O meu coração disparou. Rapidamente peguei no telemóvel, tirei uma fotografia e, impulsionada pela adrenalina, decidi aproximar-me. Cada passo era difícil – a constatação de que poderia ser perigoso era simplesmente demasiado assustadora.

Mas quando finalmente me aproximei e olhei mais atentamente, fui tomada por um verdadeiro horror…

Acontece que não era uma corda nem uma cobra.

Uma coluna de, como contei mais tarde, cerca de 150 lagartas rastejava lentamente à minha frente! Moviam-se em fila indiana, coladas umas às outras, como se seguissem um líder invisível.

Não fazia ideia de que tal coisa fosse possível, muito menos no meu jardim.

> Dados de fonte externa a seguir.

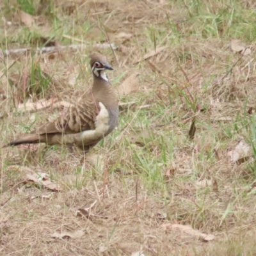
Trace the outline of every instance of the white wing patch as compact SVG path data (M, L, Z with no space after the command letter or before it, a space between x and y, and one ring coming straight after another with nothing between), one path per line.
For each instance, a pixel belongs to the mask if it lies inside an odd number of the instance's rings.
M109 128L109 116L108 109L102 103L99 103L100 111L96 116L95 122L95 129L84 131L81 132L81 138L84 143L88 140L94 140L102 138L104 134L107 132Z

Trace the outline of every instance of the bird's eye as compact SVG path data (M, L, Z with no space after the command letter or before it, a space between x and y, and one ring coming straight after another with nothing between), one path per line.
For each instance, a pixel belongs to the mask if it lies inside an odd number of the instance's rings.
M97 61L95 62L95 63L94 63L94 67L95 67L97 68L101 67L101 66L102 66L102 65Z

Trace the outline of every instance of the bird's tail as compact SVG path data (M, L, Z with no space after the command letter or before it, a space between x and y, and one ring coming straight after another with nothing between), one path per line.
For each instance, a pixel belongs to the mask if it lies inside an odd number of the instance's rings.
M40 142L45 142L45 136L29 134L22 136L19 139L11 141L10 143L5 145L4 147L8 146L17 146L20 144L39 143Z

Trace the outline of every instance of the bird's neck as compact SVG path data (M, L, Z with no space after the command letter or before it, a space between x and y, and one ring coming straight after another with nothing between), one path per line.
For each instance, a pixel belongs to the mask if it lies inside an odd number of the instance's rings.
M108 80L102 77L97 77L93 74L93 84L92 88L93 94L102 91L108 91L109 88L111 88L111 86Z
M115 88L102 77L93 76L92 92L96 101L100 101L107 108L117 106L118 99Z

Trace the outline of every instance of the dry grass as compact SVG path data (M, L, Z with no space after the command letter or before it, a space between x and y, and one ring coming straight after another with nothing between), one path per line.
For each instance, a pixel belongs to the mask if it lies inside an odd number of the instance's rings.
M88 89L96 43L116 46L100 50L114 86L134 73L140 82L120 95L118 127L84 164L81 152L60 147L0 148L1 254L255 255L254 1L43 2L0 3L3 50L45 38L81 47L0 61L0 147L60 111L19 104L72 103ZM252 52L234 52L233 39ZM227 153L241 137L250 157L232 163Z

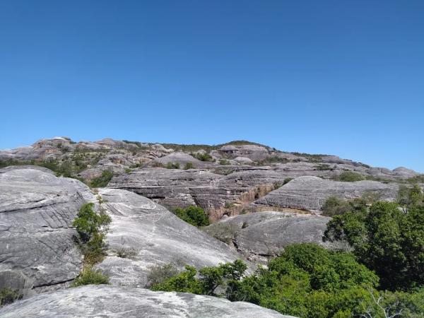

Para onde foram? Por que razão havia tantas? Estas perguntas ainda me intrigam. Existem teorias de que o movimento coletivo das lagartas pode afastar os predadores. Ou, por exemplo, pode facilitar a procura de alimento.

Ou talvez poupem energia dessa forma. As que estão à frente abrem caminho, e as que estão atrás precisam de gastar menos energia.

Tem alguma ideia de onde vieram e para onde iam?